Now with more than 80 percent of its commercial space leased and a deal recently closed on its 8 acres of residential space, project co-developer Corey Rabin can safely say that the $150 million Rivertowns Square project in Dobbs Ferry has entered the home stretch of development.
“It’s very gratifying to be right around the corner from seeing this vision we had more than five years ago,” Rabin said. “At times we didn’t think we were going to get to the finish line, but we just keep believing we’re going to get there.”
On Aug. 6, Saber Dobbs Ferry LLC, the joint venture between Rabin’s Dobbs Ferry Capital Partners LLC and partner and developer Martin Berger’s Armonk-based Saber Real Estate Advisors, closed on a $9.6 million sale of an 8-acre parcel to Dallas-based Lincoln Property Co. for the mixed-use development’s residential component. The real estate company plans to develop a 202-unit, 277,000-square-foot luxury rental apartment building off Danforth Avenue at the north end of the complex.
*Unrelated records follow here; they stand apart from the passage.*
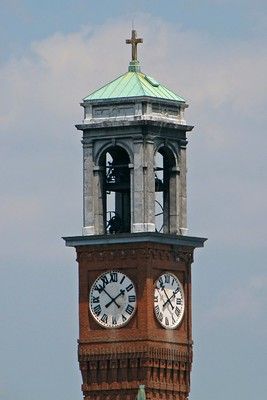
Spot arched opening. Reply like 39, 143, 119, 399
155, 147, 176, 233
99, 146, 131, 234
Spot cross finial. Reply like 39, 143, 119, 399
126, 29, 143, 61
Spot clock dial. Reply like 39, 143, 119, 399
154, 272, 184, 329
89, 271, 137, 328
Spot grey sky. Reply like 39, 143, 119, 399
0, 0, 267, 400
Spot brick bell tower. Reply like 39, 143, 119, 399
64, 30, 206, 400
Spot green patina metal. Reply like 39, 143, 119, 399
83, 60, 185, 103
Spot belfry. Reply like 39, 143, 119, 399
64, 30, 206, 400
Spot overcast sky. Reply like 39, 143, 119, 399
0, 0, 267, 400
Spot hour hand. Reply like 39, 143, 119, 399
105, 289, 125, 308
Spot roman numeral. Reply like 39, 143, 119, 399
101, 275, 108, 287
125, 304, 134, 315
126, 283, 133, 292
109, 272, 118, 282
93, 296, 99, 303
101, 314, 108, 324
93, 304, 101, 317
174, 307, 181, 317
94, 285, 105, 293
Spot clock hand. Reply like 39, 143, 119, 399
161, 286, 174, 310
163, 289, 179, 307
105, 289, 125, 308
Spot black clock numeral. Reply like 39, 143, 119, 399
128, 295, 136, 303
173, 286, 180, 295
109, 272, 118, 283
125, 304, 134, 315
174, 307, 181, 317
101, 275, 108, 287
93, 304, 101, 316
176, 298, 182, 306
101, 314, 108, 324
94, 285, 105, 294
126, 283, 133, 292
158, 276, 164, 289
164, 275, 171, 283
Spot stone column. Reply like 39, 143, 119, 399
169, 166, 180, 235
179, 140, 188, 235
82, 140, 95, 235
132, 138, 155, 232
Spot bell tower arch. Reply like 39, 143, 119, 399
64, 31, 206, 400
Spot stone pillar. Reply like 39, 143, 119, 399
144, 140, 155, 232
169, 166, 180, 235
93, 166, 106, 235
82, 140, 95, 235
179, 141, 188, 235
132, 138, 155, 232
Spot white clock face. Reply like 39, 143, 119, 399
154, 272, 184, 329
89, 271, 137, 328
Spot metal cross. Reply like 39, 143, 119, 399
126, 29, 143, 61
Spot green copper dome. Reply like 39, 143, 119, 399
83, 61, 185, 103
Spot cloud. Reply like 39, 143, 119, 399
0, 15, 267, 256
204, 274, 267, 330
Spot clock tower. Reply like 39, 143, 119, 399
64, 30, 206, 400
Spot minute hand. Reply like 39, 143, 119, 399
163, 290, 179, 308
105, 289, 125, 308
162, 286, 174, 309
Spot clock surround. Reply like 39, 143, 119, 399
89, 270, 137, 329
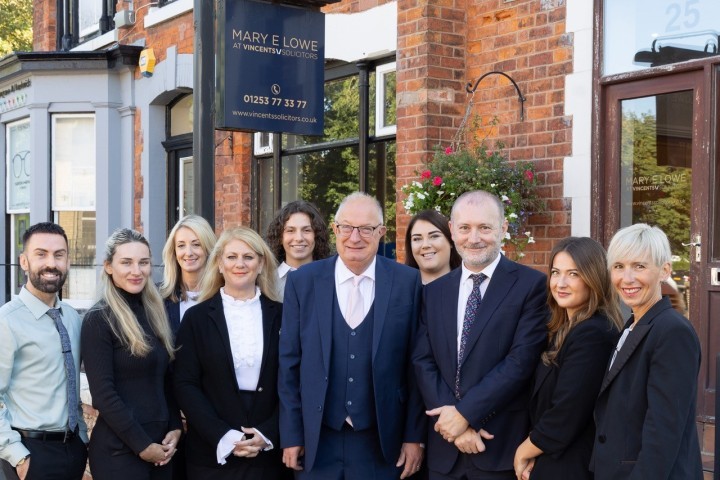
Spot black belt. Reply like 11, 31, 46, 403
13, 428, 78, 443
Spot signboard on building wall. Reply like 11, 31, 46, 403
215, 0, 325, 135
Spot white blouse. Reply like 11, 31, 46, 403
220, 287, 263, 390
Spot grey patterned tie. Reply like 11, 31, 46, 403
455, 273, 487, 400
47, 308, 80, 432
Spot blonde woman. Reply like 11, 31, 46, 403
174, 227, 289, 480
81, 228, 180, 480
160, 215, 217, 332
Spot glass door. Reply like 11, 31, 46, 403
595, 69, 720, 420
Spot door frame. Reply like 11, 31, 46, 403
591, 63, 720, 422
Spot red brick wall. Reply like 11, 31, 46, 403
397, 0, 572, 267
33, 0, 56, 52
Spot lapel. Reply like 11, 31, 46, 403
600, 297, 672, 394
372, 256, 393, 362
313, 255, 338, 374
260, 294, 278, 386
532, 360, 554, 398
455, 254, 517, 363
208, 291, 240, 391
435, 268, 462, 366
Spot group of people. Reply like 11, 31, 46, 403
0, 191, 702, 480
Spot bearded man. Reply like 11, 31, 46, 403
0, 222, 88, 480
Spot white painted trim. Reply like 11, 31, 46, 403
563, 0, 593, 236
72, 29, 118, 52
143, 0, 193, 28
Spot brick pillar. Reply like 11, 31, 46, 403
33, 0, 57, 52
397, 0, 467, 261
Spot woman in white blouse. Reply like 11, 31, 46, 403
174, 227, 289, 480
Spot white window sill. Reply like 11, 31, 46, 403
144, 0, 193, 28
72, 29, 118, 52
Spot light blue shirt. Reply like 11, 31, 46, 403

The center, located on the east end of Dobbs Ferry on the site of the former Akzo Nobel Chemical Co. campus, has 116,000 square feet of commercial space that is now more than 80 percent booked, with tenants including Mrs. Green’s Natural Food Market, Chipotle Mexican Grill, Buddha Asian Grill, Chop’t Salad, The Learning Experience, Ulta Salon and Dobbs Ferry Gym, which is designed for children.
New Hampshire-based XSS Hotels planned to build a 138-room, 83,000-square-foot Hilton Garden Inn on Livingstone Avenue, but the company pulled out of that deal earlier this year. A hotel identical to the Hilton Garden Inn will still be built on the property. Rabin said an announcement regarding the new hotel will be made in the next month.
Saber Dobbs Ferry made a deal nine months ago with iPic Theaters, the Florida-based theater chain, to open an eight-screen theater at Rivertowns Square. A deal with Robert Redford’s Sundance Cinemas LLC fell through roughly two years ago, which led to bringing in the luxury movie chain known for its on-site restaurants this year.
The new deal decreased the number of theater seats from 1,350 to 650, though Rabin said they are more higher-end and movie selections will cater to an older crowd. The seats at the iPic theater will be larger in size than those that were planned for the Sundance Cinema.
Rabin hoped by mid-next year the square’s first stores would be open, complementing the 4,500-member New York Sports Club, Starbucks, GNC and Smoothie King locations at the adjacent Chauncey Square shopping center. On its website, Rivertowns Square markets itself to prospective tenants through its location along the Saw Mill River Parkway — which sees 61,000 cars daily, according to the developer — and Westchester’s standing as the nation’s seventh-most affluent county. Those retailers would be included within the parameters of Rivertowns Square. Rabin said Greenstone Realty in Manhattan, the exclusive leasing agent for the center, plans to lease the remaining 20 percent of commercial space closer to the opening date next year.
Still available retail spaces include seven locations totaling roughly 48,000 square feet.
The developers hope to create “diversity” and “synergy” among the center’s tenants, he said.
“We want to make our shopping center is the most attractive place in Westchester,” Rabin said.
Since closing on the property in September 2010, the path to near completion has been far from smooth for the developers. Nearly a half-dozen public hearings have been held with the village’s planning board throughout an extensive SEQRA process. Residents of both Dobbs Ferry and Ardsley voiced concerns over increased traffic from the project, which required developers to create ample parking, sidewalks, bicycle paths as part of mitigation of getting approval.
Nearly all the demolition of the former Akzo Nobel property is complete, though Rabin said a considerable amount of earth-moving needs to be done as well as changes to road elevations.
Plans include a traffic rotary at the intersection of Livingstone Avenue and Lawrence Street and the construction of six new traffic lanes on Lawrence Street to accommodate increased traffic.
“I think people will find it to be an incredible improvement,” Rabin said. “Change is tough to get used to but I think this is a change that people will really appreciate.”